Los primeros viernes de cada mes, nos reunimos las que nos hemos denominado “las chicas de Public Relations”. La última cita fue un desastre. Todas estaban indignadas con sus jefes. Se atropellaban para hablar. La Vero contaba que su jefecito le había preguntado si tenía listo el discurso que él leería para el Bicentenario, en el aniversario de la empresa. Y ella, que es como una Gertrudis, que siempre anda diez pasos más adelante, se atrevió a encararlo. “Perdón, señor, pero eso no me corresponde. Es tarea suya. ¿Cómo quiere que yo visualice la empresa del futuro? Además, también es tarea del Directorio”. El susodicho enardeció como si le hubieran echado pimienta en la lengua. “¿Para qué cree que le pago, su insolente? ¡Para que sueñe pues, para que sueñe! ¡Use sus lindas neuronas, sueñe la región, el país, el mundo y la empresa también! Y le volvió a repetir, así como el señor Zañartu. ¡Para eso le pagoooo!”
La Cindy había tenido otra gresca con su gerente. Se había negado a vestirse de Vieja Pascuera para la fiesta de Navidad con amigo secreto. También recibió su merecido. “¡Mire Cindy!”, le dijo, “hace ratito que ya se me viene corriendo de la Comisión Organizadora de la Pascua ¡Se va a disfrazar de Vieja Pascuera le guste o no le guste! ¿No es relacionadora pública usted, acaso?”

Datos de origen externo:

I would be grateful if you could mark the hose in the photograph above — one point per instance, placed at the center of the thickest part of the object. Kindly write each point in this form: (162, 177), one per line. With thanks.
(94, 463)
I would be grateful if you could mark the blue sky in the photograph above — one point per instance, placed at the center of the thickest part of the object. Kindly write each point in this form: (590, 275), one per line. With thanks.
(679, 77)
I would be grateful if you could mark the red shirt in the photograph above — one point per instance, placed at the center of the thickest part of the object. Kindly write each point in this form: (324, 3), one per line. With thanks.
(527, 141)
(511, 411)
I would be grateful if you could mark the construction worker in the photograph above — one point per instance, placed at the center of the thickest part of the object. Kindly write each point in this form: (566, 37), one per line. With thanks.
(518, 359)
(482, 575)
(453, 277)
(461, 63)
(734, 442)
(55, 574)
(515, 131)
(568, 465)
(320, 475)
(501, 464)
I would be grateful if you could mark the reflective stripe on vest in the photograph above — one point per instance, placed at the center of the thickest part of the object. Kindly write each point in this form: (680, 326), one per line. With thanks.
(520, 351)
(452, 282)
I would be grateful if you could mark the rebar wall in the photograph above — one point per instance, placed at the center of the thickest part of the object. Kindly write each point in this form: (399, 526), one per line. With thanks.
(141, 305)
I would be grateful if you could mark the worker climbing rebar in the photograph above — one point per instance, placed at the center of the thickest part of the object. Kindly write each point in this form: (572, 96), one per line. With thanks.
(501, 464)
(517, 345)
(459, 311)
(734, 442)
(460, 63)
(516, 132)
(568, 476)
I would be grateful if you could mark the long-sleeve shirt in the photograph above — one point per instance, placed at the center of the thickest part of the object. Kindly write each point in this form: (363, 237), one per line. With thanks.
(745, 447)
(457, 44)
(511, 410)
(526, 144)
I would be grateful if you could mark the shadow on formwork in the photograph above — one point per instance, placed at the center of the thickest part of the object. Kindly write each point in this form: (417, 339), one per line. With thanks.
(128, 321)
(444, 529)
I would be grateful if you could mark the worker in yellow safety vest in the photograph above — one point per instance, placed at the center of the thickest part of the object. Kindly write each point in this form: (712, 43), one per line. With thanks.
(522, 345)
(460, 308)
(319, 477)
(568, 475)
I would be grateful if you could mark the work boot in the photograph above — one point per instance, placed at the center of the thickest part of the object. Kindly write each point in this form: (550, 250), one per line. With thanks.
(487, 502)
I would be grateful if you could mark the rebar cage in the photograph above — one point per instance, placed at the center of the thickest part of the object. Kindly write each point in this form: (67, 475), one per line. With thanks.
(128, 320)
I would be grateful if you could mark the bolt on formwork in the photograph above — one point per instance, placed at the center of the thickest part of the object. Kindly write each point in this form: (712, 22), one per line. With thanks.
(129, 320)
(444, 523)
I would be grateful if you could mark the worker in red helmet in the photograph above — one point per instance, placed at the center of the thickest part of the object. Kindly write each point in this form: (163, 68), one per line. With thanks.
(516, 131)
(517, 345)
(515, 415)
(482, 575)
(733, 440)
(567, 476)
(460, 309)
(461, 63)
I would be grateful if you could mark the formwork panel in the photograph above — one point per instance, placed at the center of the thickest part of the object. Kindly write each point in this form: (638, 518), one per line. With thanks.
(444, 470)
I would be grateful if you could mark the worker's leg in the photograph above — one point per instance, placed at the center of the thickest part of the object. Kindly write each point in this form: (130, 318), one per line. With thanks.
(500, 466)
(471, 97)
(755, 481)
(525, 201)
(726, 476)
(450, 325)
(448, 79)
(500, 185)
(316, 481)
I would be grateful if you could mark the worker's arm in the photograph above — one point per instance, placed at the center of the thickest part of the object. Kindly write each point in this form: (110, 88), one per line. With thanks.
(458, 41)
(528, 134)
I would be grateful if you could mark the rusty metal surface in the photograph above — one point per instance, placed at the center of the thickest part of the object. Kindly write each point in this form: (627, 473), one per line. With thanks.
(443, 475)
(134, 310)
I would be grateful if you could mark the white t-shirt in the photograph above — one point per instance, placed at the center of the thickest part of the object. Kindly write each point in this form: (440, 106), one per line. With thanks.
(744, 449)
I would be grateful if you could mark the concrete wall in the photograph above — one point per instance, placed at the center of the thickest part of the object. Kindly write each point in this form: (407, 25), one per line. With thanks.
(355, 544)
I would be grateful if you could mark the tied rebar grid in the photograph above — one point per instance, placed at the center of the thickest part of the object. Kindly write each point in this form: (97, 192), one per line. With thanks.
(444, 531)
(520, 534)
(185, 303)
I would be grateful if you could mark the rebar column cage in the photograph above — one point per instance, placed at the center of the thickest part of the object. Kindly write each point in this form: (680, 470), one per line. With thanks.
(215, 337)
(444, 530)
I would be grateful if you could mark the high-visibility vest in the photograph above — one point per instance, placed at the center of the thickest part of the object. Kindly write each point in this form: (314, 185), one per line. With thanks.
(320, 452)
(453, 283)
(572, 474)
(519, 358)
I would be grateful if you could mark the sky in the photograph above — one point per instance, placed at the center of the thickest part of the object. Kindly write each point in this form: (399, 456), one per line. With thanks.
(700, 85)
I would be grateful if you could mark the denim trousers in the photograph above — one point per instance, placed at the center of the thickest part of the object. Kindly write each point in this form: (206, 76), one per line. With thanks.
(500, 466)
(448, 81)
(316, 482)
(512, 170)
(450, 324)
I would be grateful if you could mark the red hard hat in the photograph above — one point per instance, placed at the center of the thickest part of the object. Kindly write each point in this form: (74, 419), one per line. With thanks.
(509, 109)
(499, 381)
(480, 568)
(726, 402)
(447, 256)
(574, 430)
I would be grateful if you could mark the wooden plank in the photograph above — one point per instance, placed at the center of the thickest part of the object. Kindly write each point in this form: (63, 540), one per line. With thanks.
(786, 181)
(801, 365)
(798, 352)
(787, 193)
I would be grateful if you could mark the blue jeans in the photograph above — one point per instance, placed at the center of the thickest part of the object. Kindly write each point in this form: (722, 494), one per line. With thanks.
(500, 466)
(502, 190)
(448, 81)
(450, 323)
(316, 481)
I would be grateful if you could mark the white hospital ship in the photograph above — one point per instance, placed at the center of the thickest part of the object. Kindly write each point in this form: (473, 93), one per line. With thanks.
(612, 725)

En fin, el barullo de lamentos continuó. Yo mantuve mi boquita cerrada. Al fin, a alguien se le ocurrió jugar a buscar el tipo de jefe ideal. La idea era que surgiera de un personaje atípico, casi estrambótico. Propusimos nombres y votamos. ¿Y saben quién ganó por paliza? Evaristo Espina. ¡Sí, “Espinita”, del Japening con Ja!
Mientras las chicas bebían su pisco sour, yo prendí un cigarrito y me volé. Me puse a pensar cómo sería “Espinita” de gerente. Entonces sonó el teléfono. Era la secretaria de gerencia. “Don Evaristo quiere hablarle. Le transfiero”. En un segundo lo tenía en línea con su voz meliflua. “¿Cómo amaneció mi súper ocho, mi doblón, mi chomp, cosita más linda?” Carraspeé. “Perdón, don Evaristo. Se confundió. No soy la Walkiria”. Se oyó una risita. “Mil perdones, me castigo. Quiero hablar con usted”. Le respondí que iba de inmediato a la gerencia. “No faltaba más, no se moleste. Los caballeros visitan a las damas. Yo voy para allá. Además, daré un paseíto para levantar el ánimo al personal, usted sabe, con tanto ajetreo que hemos tenido”.
Aterrada, comencé a ordenar el desparramo que tenía sobre mi escritorio. Pero no me dio tiempo. Al segundo, estaba asomado en la puerta, con su peluquín torcido, sus bigotillos grasientos y esa chaqueta que parece haber heredado de un finado, apretadísima, casi como de torero. Se paseó a trancos largos, aspiró profundo y sonrió mostrando sus dientes de oro. “¡Qué maravilla! Esto es un Olimpo, un templo al trabajo. Se nota que aquí se labora, mi querida funcionaria”. “¿Le sirvo un café, señor Espina?”, le dije atragantada. “No faltaba más, no se moleste. Además, vine por otra cosa y se acarició el bigotillo. ¡Quiero decirle que nuestros últimos eventos han sido epopéyicos, epicúreos, dionisíacos! ¿Vio la cantidad de prensa y los camarógrafos, que parecían enjambres?” Mi amigo del alma, que en paz descanse, Peter Drucker, me decía: “Sin tele, no somos nada. Sabia frase. Por eso he decidido premiarla”. Tragué saliva. “Pero, don Evaristo, si yo sólo cumplí con mi deber”. “Ah, je, je, je. ¿Con que bajándose el autoestima la picarona? Nada de eso. Se va al Caribe o Playa del Carmen, all inclusive, a pasarlo chancho. Ah, y sabiendo lo que le gustan los trapitos, le encargué a mi amiga, la Chechi, que le envíe de su línea personal de alta costura, todo lo necesario para que se vea apolínea. Ahora, si su señor esposo, conviviente o pareja, porque yo no me inmiscuyo en la vida íntima de mi personal, no puede ir, este modesto servidor la puede acompañar. Esta es una empresa con alma. Incluso he pensado crear un Departamento del Alma. Usted sería la gerente. Podría tener asesores como mis dilectos amigos Humberto Maturana, la Paty May, la Susana Bloch, Jaime Hales, la Quenita Weinstein, el Chechito Melnick. ¿Le tinca?” Ese fue el preciso instante en que me caí de la silla y me desperté gritando ¡Plop!